At one time the arbiter of cultivated Europe, he felt all the bitterness of failure when hostility enveloped him on every side. He was mistaken in looking for a period of light and peace, for a world freed from hatred and barren disputes, and the state of Europe, after 1520, was the measure of his disappointment; but the mistake does not detract from his credit, though his optimism, like that of many a good man, was unwarranted. Reasonableness and light, though not exactly in the sense of Matthew Arnold, were what he greatly desired, and it seemed to him incredible that, in a world so full of interest and delight, people should engage in barren disputes and futile strife.

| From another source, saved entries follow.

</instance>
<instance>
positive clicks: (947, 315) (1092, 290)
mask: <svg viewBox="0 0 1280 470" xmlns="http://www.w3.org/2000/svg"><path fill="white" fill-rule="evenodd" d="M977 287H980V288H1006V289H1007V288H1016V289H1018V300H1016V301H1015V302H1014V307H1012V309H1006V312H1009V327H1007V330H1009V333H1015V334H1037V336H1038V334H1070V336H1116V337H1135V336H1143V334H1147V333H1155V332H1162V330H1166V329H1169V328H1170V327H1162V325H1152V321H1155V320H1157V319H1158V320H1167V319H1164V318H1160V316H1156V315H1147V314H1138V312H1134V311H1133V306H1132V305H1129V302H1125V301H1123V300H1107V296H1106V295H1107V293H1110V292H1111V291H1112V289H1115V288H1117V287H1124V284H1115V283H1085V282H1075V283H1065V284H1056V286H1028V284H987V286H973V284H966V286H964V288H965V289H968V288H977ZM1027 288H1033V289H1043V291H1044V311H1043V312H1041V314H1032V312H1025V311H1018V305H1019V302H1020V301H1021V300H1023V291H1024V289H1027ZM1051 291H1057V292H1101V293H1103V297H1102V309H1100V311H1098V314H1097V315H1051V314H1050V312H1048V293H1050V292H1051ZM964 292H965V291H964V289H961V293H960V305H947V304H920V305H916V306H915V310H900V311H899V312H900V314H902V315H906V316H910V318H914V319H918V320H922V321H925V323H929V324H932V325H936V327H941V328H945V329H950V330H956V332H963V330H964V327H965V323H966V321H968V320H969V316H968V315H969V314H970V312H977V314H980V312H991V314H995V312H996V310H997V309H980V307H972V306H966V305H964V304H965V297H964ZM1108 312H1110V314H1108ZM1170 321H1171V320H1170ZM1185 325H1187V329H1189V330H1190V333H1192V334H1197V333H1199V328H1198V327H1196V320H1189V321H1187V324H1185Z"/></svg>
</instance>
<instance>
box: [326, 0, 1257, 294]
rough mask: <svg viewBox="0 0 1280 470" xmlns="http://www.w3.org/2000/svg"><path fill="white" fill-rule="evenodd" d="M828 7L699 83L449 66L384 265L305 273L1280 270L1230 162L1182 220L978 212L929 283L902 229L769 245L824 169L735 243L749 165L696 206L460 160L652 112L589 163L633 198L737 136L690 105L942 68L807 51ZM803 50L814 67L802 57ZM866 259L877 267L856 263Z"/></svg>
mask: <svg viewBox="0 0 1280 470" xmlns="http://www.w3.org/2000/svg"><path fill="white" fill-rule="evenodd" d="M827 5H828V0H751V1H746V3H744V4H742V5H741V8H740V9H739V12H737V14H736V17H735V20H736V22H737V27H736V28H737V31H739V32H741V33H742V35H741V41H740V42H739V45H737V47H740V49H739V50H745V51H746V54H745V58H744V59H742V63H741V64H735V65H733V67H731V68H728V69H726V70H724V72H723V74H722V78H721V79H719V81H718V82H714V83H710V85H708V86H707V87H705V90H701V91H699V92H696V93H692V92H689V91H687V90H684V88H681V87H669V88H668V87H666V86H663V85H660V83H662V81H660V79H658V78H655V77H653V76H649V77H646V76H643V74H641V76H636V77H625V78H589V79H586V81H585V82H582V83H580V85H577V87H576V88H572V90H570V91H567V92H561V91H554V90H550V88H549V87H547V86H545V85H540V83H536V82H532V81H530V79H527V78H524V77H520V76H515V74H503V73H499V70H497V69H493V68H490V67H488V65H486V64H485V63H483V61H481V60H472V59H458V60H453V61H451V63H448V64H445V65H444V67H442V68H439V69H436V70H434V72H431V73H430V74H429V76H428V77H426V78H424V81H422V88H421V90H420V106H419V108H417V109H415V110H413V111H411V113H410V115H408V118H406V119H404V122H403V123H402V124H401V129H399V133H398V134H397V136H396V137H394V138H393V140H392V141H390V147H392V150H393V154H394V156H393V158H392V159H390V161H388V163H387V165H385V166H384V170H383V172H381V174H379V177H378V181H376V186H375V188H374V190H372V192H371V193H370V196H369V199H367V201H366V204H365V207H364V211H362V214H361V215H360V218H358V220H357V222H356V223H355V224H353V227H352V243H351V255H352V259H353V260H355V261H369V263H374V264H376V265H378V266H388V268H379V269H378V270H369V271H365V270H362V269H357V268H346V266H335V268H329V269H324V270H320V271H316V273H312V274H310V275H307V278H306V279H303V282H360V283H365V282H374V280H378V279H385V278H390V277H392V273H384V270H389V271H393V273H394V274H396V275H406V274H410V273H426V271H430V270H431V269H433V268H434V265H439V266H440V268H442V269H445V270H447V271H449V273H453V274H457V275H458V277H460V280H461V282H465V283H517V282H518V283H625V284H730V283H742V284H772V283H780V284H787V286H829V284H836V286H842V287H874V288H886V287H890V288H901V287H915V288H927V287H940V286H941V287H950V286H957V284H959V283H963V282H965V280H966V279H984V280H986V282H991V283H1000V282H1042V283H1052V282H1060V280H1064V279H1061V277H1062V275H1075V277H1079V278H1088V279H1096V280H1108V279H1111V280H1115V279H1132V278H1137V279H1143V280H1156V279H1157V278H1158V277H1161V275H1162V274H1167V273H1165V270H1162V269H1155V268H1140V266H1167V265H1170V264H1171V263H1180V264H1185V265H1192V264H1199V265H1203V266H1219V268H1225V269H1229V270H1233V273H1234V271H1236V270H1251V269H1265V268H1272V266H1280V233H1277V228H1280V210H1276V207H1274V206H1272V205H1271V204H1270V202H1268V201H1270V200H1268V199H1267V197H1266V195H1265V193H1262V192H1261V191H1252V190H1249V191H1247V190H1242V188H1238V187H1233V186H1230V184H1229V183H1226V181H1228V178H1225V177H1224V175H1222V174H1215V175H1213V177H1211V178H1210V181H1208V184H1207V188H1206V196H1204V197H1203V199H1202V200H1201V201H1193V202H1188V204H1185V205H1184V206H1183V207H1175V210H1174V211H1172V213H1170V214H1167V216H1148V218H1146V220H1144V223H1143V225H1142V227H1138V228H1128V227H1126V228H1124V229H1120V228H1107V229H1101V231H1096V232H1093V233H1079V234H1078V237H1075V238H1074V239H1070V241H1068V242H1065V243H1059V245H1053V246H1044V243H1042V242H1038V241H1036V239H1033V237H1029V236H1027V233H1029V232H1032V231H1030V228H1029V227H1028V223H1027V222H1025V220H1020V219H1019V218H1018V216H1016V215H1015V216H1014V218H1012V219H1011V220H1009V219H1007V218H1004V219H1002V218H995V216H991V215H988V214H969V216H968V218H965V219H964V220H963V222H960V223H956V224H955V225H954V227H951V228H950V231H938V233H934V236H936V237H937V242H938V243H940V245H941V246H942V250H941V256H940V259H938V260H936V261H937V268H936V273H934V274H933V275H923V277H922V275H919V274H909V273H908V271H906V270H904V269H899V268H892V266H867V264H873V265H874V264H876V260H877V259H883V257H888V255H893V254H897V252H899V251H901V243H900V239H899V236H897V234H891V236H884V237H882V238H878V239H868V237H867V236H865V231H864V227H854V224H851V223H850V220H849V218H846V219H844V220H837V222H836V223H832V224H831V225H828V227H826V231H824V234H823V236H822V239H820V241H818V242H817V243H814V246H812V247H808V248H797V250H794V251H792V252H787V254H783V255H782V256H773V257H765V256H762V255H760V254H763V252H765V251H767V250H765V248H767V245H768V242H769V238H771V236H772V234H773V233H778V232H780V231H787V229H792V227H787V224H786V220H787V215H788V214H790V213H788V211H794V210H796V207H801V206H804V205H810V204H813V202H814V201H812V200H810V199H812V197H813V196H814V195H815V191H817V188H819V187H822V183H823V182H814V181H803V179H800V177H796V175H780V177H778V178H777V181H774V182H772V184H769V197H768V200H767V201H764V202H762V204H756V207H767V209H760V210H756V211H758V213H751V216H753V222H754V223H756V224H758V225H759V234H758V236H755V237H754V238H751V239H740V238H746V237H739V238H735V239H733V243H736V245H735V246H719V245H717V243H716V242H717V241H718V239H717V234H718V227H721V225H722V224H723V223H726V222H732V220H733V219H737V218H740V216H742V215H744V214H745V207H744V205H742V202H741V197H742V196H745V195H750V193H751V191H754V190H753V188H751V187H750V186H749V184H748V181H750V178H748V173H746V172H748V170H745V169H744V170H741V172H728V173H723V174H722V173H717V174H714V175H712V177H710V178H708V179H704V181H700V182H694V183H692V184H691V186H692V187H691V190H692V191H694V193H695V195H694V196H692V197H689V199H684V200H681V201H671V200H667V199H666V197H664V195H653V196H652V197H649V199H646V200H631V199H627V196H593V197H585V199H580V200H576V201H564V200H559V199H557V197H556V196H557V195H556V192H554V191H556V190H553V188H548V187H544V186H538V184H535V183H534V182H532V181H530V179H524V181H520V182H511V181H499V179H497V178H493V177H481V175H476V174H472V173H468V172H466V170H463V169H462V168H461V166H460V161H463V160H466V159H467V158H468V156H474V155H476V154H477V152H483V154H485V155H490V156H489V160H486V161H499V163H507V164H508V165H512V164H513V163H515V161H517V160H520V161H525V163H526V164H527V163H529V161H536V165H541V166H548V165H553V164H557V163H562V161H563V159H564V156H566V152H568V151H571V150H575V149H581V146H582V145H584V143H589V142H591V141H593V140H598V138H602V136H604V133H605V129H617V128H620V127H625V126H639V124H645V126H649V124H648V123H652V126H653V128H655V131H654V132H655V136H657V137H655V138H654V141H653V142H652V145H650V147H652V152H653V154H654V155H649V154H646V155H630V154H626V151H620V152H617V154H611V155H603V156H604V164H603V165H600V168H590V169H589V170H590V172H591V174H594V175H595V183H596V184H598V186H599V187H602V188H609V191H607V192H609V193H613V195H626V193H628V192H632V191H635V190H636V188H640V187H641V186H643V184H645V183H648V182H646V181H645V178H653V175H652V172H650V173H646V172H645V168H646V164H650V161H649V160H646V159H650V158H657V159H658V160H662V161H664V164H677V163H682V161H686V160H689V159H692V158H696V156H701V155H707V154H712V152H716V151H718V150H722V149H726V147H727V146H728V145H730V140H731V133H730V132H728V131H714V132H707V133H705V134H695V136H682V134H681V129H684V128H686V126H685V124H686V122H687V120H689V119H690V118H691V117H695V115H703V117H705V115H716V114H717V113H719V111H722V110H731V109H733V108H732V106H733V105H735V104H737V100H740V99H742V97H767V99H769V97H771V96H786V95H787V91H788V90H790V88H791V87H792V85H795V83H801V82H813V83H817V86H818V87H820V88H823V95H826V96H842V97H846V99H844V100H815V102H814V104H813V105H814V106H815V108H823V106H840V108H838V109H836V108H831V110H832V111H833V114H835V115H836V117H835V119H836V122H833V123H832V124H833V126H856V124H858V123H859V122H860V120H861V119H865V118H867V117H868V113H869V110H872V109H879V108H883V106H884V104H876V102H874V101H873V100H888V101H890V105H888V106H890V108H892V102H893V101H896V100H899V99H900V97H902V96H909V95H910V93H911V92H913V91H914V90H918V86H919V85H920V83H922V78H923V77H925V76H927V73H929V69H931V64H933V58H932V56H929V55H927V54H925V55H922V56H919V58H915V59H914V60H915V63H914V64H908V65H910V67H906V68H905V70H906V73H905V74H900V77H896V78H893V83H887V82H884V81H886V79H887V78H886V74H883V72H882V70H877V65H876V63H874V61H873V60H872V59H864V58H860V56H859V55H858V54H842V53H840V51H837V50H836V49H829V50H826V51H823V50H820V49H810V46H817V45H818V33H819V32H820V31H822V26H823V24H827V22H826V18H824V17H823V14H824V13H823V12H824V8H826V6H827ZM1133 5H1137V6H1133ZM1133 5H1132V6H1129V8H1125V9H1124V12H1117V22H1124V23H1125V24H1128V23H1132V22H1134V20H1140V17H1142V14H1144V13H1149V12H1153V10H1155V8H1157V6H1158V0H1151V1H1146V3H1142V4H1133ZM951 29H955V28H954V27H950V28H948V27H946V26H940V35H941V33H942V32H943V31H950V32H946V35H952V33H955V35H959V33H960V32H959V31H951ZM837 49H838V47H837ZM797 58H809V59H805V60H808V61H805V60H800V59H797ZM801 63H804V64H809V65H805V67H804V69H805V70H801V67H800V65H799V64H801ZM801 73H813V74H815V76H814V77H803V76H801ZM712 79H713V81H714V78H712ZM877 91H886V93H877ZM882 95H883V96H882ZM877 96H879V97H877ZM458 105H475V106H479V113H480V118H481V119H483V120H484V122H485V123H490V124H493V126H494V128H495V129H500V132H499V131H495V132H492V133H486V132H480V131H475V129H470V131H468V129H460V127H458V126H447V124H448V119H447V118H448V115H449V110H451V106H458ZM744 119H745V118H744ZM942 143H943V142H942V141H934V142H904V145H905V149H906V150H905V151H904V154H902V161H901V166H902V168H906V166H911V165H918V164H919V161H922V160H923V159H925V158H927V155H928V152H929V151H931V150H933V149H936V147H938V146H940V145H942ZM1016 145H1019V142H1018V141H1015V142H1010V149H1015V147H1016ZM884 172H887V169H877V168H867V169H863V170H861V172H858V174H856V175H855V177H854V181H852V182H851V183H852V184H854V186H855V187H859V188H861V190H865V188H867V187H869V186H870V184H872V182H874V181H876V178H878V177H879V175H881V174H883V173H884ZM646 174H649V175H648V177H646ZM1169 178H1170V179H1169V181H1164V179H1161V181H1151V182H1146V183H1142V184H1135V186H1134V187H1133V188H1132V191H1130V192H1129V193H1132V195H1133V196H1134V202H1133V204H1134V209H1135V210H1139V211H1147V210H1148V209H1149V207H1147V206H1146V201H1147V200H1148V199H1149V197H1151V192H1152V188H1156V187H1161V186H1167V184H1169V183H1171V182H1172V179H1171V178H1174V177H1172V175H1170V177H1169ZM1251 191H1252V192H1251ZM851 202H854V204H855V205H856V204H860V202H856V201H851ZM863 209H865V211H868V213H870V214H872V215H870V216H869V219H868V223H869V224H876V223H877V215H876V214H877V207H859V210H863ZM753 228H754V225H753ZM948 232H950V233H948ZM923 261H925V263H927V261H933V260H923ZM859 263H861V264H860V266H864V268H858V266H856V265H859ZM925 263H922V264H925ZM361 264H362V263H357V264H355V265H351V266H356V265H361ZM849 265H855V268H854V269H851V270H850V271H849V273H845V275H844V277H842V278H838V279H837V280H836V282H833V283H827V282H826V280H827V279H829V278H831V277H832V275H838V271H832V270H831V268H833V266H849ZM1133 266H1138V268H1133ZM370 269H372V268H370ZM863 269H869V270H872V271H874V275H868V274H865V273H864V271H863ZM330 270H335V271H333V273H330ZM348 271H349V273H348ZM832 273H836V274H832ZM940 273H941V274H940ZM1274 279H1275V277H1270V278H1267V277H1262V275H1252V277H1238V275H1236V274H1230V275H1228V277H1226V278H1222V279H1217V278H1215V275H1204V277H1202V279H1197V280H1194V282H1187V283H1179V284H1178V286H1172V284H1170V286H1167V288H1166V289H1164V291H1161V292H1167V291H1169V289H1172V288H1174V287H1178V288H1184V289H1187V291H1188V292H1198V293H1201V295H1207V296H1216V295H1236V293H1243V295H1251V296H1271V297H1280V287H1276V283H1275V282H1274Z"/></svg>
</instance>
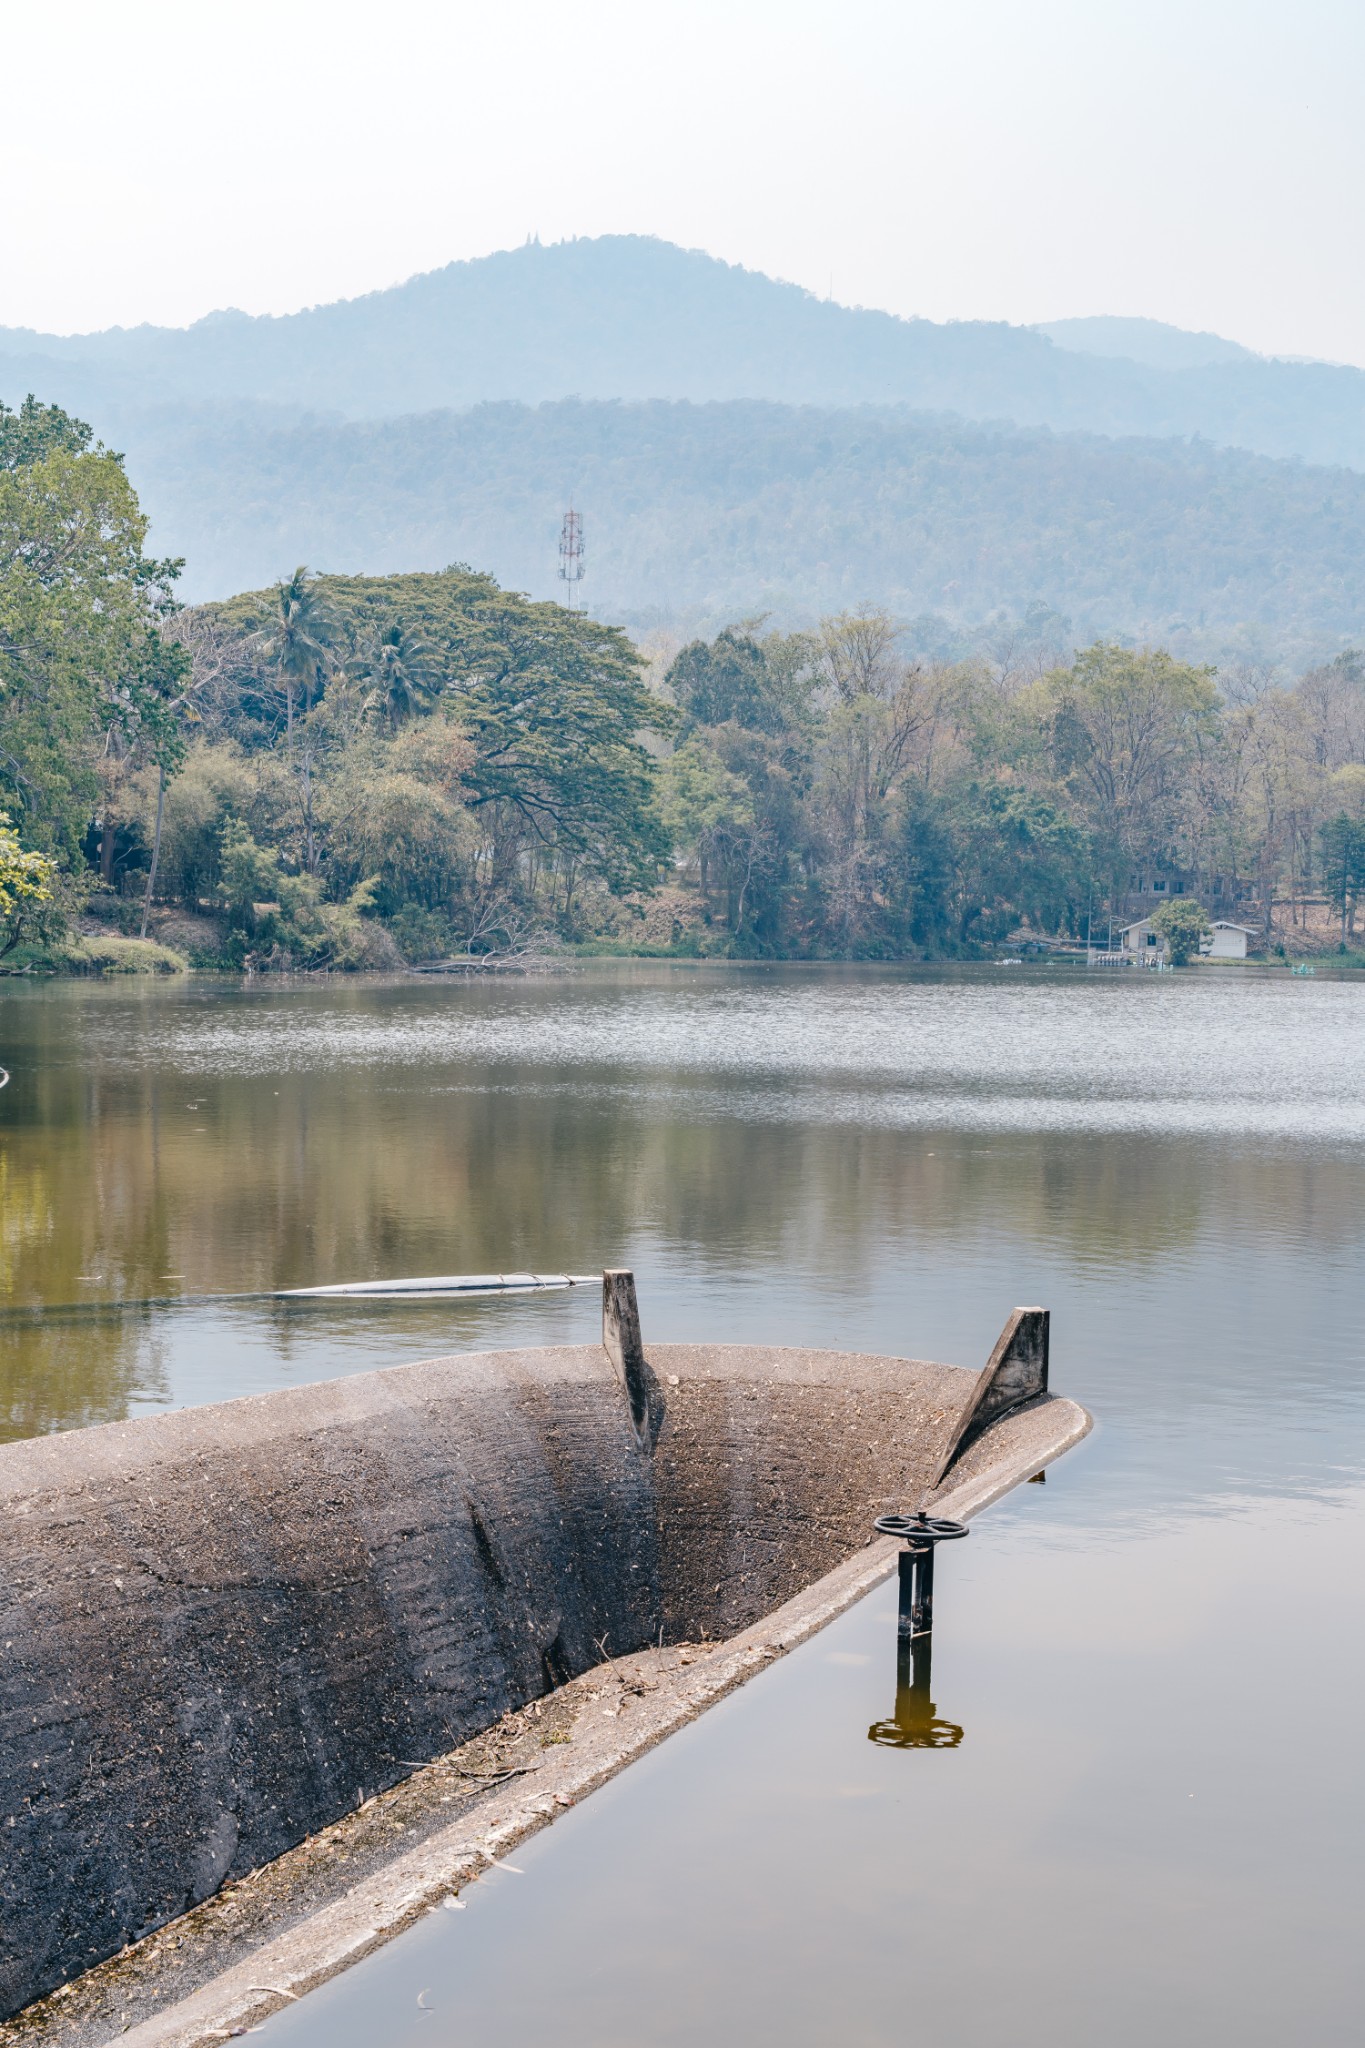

This attitude was the cause of his antagonism to Luther, whom he felt to be an ignorant barbarian; of his quarrel with Hutten, whom he really liked, but whom he knew to be a firebrand, whilst the reasonableness of Melanchthon prevented any serious differences. Above all, let us remember that Erasmus was intensely human. He lived as a good Catholic, from feeling the innate reasonableness of the position of the Church. Intense convictions, in the Protestant sense, he never felt, and he was wholly unaffected by the logic which gave their strength to some of the new-fangled systems. Erasmus was enormously influenced by those of whom he was fond, and personal affection had more to do with his ultimate beliefs than any process of reason. Newman indeed wrote:

"The heart is commonly not reached through the reason, but through the imagination by means of direct impressions. Persons influence us, voices melt us, deeds inflame us. We are not converted by syllogisms."

His affection for Blessed Thomas More and Blessed John Fisher, for Warham and Colet, his admiration for their learning and the effect of the martyrdom of the first two had as much as anything to do with his rejection of the new religion and his adherence to Catholicism, whilst the rebellion of several for whom he had real affection against the Church, caused him real grief and increased his dislike of the Reformation.

Not many years ago we should have said that the Erasmian spirit, rejected in the early sixteenth century, had returned to bring reasonableness amongst men; but at the present moment we are conscious of distinct reaction. As at the close of Erasmus's life, those who counsel peace, reasonableness, and moderation obtain a poor hearing: Amongst those who hated peace I was pacific. When I spoke to them about it they attacked me without provocation. ("Cum his qui oderunt pacem eram pacificus, cum loquebar illis impugnabant me gratis.")

After all, Erasmus and those like him will never be exactly popular, though commanding genius will always make its influence felt; the Luthers, men not necessarily base but stupid, who shout, "Cursed be concord! Down with it to the bottomless pit!" will always be more loudly cheered.